SEASON OF SWEATERS AND XBOXES?

In a sign of intense competition, there has been unprecedented price-cutting from giant discount chain Wal-Mart Stores Inc, earlier-than-usual deals from online goliath Amazon.com Inc, and price-match promises from Best Buy Co Inc, Target Corp and others even before the season's unofficial kickoff on Thanksgiving Day.

Wedbush's Santaniello is betting on Urban Outfitters Inc, American Eagle Outfitters Inc, and other purveyors of trendy sweaters featuring cutesy animals, phrases such as "totes amaze" (slang for totally amazing) in curly cursive, and "fair isle" patterns.

"This is going to be a Christmas of ugly sweaters," she said, eyeing an Urban Outfitters tan sweater with a pair of foxes knitted into the pattern of the garment, a technique known as intarsia. "That's the hip thing now; bad sweaters are so cool" among 20- and 30-year olds.

New must-have gadgets such as Sony Corp's PlayStation 4, Microsoft Corp's Xbox One gaming consoles and Apple Inc's latest iPhones and iPads could take a bite out of other holiday gift purchases and hurt some apparel chains, according to analysts.

"There's a limited wallet, and there's going to be a lot of competition from outside the apparel space, which means teens are going to be spending much less money on clothes," said Bridget Weishaar, a retail analyst with Morningstar.

A visit to a Best Buy store in Chatham, New Jersey, gave RBC Capital Markets analyst Scot Ciccarelli a reason to recommend the retailer's stock to investors this holiday.

At least four sales associates offered to help Ciccarelli within 20 minutes of entering the store, a huge improvement from last year, he said.

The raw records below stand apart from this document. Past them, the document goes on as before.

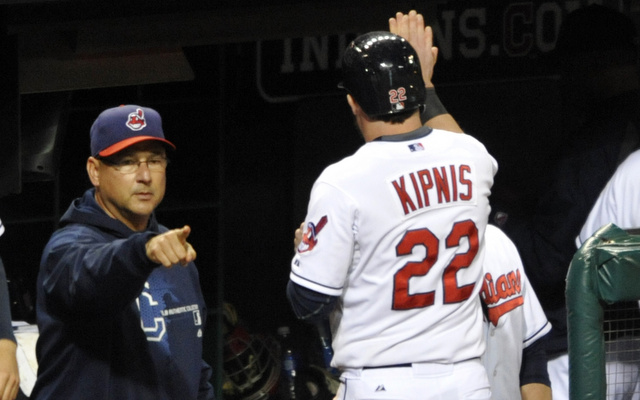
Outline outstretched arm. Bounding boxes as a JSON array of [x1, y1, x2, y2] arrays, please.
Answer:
[[0, 339, 18, 400], [389, 10, 463, 133]]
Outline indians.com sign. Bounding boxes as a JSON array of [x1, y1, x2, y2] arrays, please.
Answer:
[[257, 0, 627, 101]]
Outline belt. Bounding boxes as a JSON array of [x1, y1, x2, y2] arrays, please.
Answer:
[[362, 363, 412, 370]]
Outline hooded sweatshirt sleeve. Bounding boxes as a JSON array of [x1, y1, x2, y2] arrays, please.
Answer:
[[40, 224, 159, 317]]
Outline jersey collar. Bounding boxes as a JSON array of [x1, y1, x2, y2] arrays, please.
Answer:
[[372, 125, 433, 142]]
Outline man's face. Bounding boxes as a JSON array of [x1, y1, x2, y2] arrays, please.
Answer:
[[91, 141, 168, 231]]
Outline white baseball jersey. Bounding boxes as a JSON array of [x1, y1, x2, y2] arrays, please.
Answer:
[[291, 127, 497, 369], [573, 148, 640, 400], [576, 148, 640, 247], [480, 225, 551, 400]]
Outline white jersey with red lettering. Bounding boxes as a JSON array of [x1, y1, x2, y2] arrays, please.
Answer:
[[576, 148, 640, 247], [291, 127, 497, 369], [481, 225, 551, 400]]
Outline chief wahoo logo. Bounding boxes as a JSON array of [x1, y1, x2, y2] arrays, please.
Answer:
[[297, 216, 328, 253], [127, 108, 147, 131]]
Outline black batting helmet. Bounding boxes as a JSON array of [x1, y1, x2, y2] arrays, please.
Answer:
[[339, 31, 426, 117]]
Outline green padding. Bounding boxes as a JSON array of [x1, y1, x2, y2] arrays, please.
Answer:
[[566, 223, 640, 400]]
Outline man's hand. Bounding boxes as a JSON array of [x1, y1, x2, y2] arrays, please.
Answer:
[[521, 382, 552, 400], [0, 339, 19, 400], [390, 10, 463, 133], [389, 10, 438, 88], [146, 225, 197, 267], [294, 222, 304, 250]]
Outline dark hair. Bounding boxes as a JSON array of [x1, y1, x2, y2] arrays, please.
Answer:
[[371, 109, 417, 124]]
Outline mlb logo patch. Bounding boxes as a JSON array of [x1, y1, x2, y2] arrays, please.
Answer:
[[408, 143, 424, 152]]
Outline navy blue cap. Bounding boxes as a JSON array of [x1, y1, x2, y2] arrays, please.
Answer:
[[90, 105, 176, 157]]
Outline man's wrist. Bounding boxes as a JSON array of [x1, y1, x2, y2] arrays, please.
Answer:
[[421, 87, 448, 123]]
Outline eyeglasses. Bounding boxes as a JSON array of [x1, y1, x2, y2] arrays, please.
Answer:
[[98, 156, 169, 174]]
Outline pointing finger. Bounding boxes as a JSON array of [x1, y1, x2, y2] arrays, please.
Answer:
[[176, 225, 191, 243]]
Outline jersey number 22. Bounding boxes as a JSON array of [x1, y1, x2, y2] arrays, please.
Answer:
[[393, 220, 478, 310]]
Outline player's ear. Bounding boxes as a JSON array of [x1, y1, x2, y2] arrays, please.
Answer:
[[87, 156, 101, 187], [347, 94, 373, 123], [346, 94, 359, 116]]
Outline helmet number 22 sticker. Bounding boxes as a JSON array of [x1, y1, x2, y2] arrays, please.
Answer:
[[389, 87, 407, 105]]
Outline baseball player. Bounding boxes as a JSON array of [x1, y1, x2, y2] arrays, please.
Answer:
[[576, 148, 640, 247], [291, 222, 552, 400], [481, 224, 552, 400], [490, 7, 640, 400], [389, 11, 552, 399], [286, 22, 498, 400], [574, 148, 640, 400]]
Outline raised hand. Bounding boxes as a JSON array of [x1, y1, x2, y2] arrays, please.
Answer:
[[389, 10, 438, 88], [389, 10, 463, 132]]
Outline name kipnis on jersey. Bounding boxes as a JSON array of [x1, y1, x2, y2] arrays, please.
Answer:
[[390, 163, 474, 216]]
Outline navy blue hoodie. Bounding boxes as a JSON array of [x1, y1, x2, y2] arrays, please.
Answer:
[[31, 189, 214, 400]]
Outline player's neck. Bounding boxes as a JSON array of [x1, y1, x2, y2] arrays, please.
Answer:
[[361, 115, 423, 142]]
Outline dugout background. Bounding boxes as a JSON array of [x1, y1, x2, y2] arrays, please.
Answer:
[[0, 0, 632, 397]]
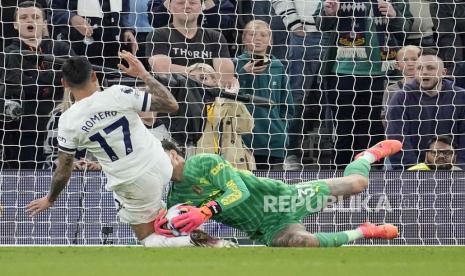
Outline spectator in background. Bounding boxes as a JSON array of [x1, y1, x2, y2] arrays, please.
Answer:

"The simple fact that people are asking you, 'Can I help?' and are nice and friendly is the big difference," Ciccarelli said, showering praise on Best Buy's new management team for investing more in training its sales associates. The retailer's share price has more than tripled since last holiday season as results have improved.

Wendy Liebmann, CEO of WSL Strategic Retail, expects teen apparel chains to offer bigger discounts closer to Christmas because fashions are "banal" and interchangeable this year, and their customers have been trained to wait for the best deals.

TALE OF TWO DEPARTMENT STORES

Craig Johnson, president of consulting firm Customer Growth Partners, praised Nordstrom Inc's selection of jeans and shoes, but said he expected the department store chain to have just an "OK" season because even wealthy shoppers are holding back and looking for sales.

During a visit to its store in Westchester Mall, in White Plains, New York, he said he was impressed by new in-store signs that can be seen from afar and clearly tell shoppers where they can find "power" brands like Theory, Vince and Burberry Brit, which are especially popular with upscale shoppers.

Macy's has not raised its annual sales forecast, but Liebmann expects it to have a solid holiday season because of a good selection of products and because it is well ahead of some rivals in integrating stores and e-commerce, which includes filling online orders from stores.

Liebmann found the level of discounting at Macy's flagship Manhattan store muted, which she said would give it room later in the season to cut prices without going down to alarming levels.

"This is just the beginning, but they're not giving it away yet," said Liebmann, pointing to deals such as 25 percent off on Calvin Klein men's shirts.

At department store chain J.C. Penney Co Inc, analysts had mixed views about overstuffed racks of clothing. Some saw them as a sign of weakness, but others said the company was trying to prove to shoppers that it had overcome recent troubles that included under-stocking of some store brands.

"What one may misconstrue as clutter is merely a strategic effort to meet high customer demand," said Penney spokeswoman Daphne Avila.